Zuckerguss verleiht jedem noch so einfachen Gebäck das gewisse Etwas und zusätzlich eine leichte Süße. Jedoch muss auch bei der Anwendung von Zuckerguss auf einige kleine Punkte geachtet werden, da dieser ansonsten einfach vom Gebäck läuft oder nicht aushärtet. Die wichtigste Frage ist dabei, ob der Zuckerguss auf das kalte oder noch warme Gebäck angewendet wird. Diese und viele weitere Fragen klären wir hier.

Kommt der Zuckerguss warm oder kalt auf den Kuchen?

In Hinblick auf Zuckerguss gibt es viele Fragen, die immer wieder aufkommen. Die häufigste ist, ob man den Zuckerguss auf warmes oder kaltes Gebäck anwendet. Die Antwort auf diese Frage lautet, dass beides möglich ist. Es kommt darauf an, welches Ergebnis man erzielen will. Trägt man den Zuckerguss auf noch warmen Kuchen auf, zieht dieser leicht in den Teig ein, wodurch er noch etwas süßer schmeckt. Tipp: Möchte man den Zuckerguss auf warmes Gebäck auftragen, sollte man den Zuckerguss mit etwas Zitronensaft vermischen.

Somit verleiht er dem Teig nicht nur mehr Süße, sondern auch eine zitronige Note. Ein weiterer Vorteil der warmen Auftragung ist, dass sich der Zuckerguss auf der Oberfläche leichter verteilen lässt, da dieser nicht direkt aushärtet. Insofern ist das Einstreichen eines kompletten Kuchens einfacher, wenn er nicht ausgekühlt ist. Trägt man den Zuckerguss auf warmes Gebäck auf, kann es aber auch zu Problemen kommen. Allen voran die Optik, denn der Zuckerguss verliert viel von seinem Glanz und seiner weißen Farbe, wenn er mit dem warmen Kuchen in Berührung kommt.

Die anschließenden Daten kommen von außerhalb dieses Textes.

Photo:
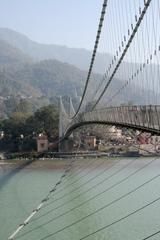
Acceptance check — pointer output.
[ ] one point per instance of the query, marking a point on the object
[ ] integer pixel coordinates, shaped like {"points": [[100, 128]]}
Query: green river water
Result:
{"points": [[103, 181]]}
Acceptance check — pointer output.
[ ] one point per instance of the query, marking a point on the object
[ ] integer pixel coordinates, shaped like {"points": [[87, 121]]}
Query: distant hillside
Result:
{"points": [[78, 57], [10, 55]]}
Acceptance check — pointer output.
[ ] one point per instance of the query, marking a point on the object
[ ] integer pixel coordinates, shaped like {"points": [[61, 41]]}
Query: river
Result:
{"points": [[97, 199]]}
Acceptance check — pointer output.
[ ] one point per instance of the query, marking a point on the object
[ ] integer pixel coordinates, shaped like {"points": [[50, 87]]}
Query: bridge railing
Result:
{"points": [[147, 117]]}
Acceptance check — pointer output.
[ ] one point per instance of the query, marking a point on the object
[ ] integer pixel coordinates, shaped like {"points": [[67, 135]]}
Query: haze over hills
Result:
{"points": [[78, 57], [38, 71]]}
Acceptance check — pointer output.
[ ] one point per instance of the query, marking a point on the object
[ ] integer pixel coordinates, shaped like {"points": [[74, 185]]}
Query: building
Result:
{"points": [[90, 142], [42, 143]]}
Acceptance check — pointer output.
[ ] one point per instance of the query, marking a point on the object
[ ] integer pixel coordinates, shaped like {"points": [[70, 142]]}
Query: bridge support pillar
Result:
{"points": [[66, 145]]}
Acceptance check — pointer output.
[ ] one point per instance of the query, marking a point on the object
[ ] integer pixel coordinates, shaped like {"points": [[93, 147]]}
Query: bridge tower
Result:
{"points": [[64, 119]]}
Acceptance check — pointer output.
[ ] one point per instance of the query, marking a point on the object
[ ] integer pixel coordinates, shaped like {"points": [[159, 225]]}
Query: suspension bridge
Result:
{"points": [[132, 75]]}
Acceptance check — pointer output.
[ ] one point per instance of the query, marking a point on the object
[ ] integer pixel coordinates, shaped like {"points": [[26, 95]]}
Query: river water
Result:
{"points": [[100, 199]]}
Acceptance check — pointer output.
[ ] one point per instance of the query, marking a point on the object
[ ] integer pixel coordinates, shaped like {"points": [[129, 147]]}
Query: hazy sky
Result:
{"points": [[66, 22]]}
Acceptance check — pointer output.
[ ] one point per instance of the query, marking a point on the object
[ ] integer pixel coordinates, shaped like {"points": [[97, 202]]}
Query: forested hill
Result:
{"points": [[78, 57], [10, 55]]}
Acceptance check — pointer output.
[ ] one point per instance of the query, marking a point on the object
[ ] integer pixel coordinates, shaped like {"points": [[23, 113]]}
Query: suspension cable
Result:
{"points": [[93, 55], [147, 4]]}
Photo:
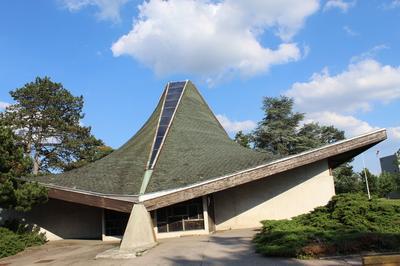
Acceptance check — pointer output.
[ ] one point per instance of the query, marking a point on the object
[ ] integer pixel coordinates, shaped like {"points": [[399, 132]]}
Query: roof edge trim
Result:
{"points": [[153, 196]]}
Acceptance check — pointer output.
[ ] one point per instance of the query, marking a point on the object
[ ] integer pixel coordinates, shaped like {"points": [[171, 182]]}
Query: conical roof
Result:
{"points": [[181, 144]]}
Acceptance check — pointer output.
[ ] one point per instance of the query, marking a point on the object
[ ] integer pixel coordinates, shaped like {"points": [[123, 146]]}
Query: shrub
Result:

Immerhin sickert er zum Teil in den Teig ein, sodass die Glasur weniger schön aussieht. Wünscht man sich also einen tadellosen sowie strahlend weißen Überzug, sollte man den Zuckerguss auf komplett ausgekühltes Gebäck auftragen. Jetzt sind auch dickere Schichten möglich, ohne, dass der Guss direkt einsinkt. Besonders wichtig ist das, wenn man mit dem Zuckerguss etwas schreiben möchte. Im warmen Zustand würde er direkt verlaufen, doch bei ausgekühltem Gebäck bleibt er an Ort und Stelle.

weihnachtskuchen
Anna_Pustynnikova/shutterstock.com

Das richtige Verhältnis

Neben der perfekten Temperatur des Gebäcks kommt es auch auf das Verhältnis von Puderzucker zu Wasser an. Stimmt jenes nicht, könnte der Zuckerguss selbst auf einem komplett kalten Kuchen zerfließen. Das klassische Verhältnis liegt bei 250 Gramm Puderzucker zu 4 Esslöffeln Wasser. Dadurch erhält der Guss die richtige Konsistenz für Plätzchen. Er ist also noch leicht flüssig und lässt sich gut verteilen, ohne direkt zu zerfließen. Benötigt man einen etwas dickeren Zuckerguss, dann sollte man das Wasser auf 3 Esslöffel reduzieren. Wichtig ist jetzt, dass man den Puderzucker teelöffelweise hinzugibt und ständig gut rührt, damit eine samtige Masse entsteht.

Diese Konsistenz eignet sich hervorragend für das präzise Dekorieren. Wünscht man sich nur einen Hauch von Zuckerguss, liegt das Verhältnis bei 3 Esslöffeln Wasser zu 125 Gramm Puderzucker. Zu empfehlen ist der Zuckerguss auf Gebäck, welches allgemein schon sehr süß ist. Um es aber saftiger und somit köstlicher zu machen, kann man jenes mit dem dünnen Zuckerguss einpinseln, darin tränken oder auch mit einem Holzspieß einstechen, damit der Guss tief in den Kuchen einzieht und seine kleinen Wunder entfaltet.

Achtung: Zuckerguss ist nicht gleich Zuckerguss!

Es gibt verschiedene Glasurtypen, welche optisch zwar stark an Zuckerguss erinnern, doch keiner sind. Dementsprechend können sich deren Einsatzmöglichkeiten verändern. Der klassische Zuckerguss wird aus Puderzucker sowie Wasser hergestellt. Es gibt aber auch Spritzglasur, welche deutlich dickflüssiger ist. Sie ist vor allem auf das Verzieren ausgelegt. Ebenfalls beliebt ist die Eiweißglasur, die aus Puderzucker sowie Eiweiß besteht. Sie ist häufig in der Weihnachtsbäckerei zu finden und klebt besonders fest. Von daher können damit auch Lebkuchenplatten zusammengeklebt werden.

Eine Unterart der Eiweißglasur ist die Condéglasur. Jene besteht aus Eiweiß, Puderzucker sowie gemahlenen Mandeln. Insofern ist sie recht dick und schmeckt besonders gut auf Nusskuchen. Zum Abschluss gibt es noch den Fondant. Die Zuckermasse hat nicht mehr viel mit dem klassischen Zuckerguss zu tun, denn es handelt sich um eine feste Teigmasse, welche sogar ausgerollt oder zu Figuren geformt werden kann. Bevorzugt man einer dieser anderen Glasurtypen, muss man auf deren individuelle Bedürfnisse achten.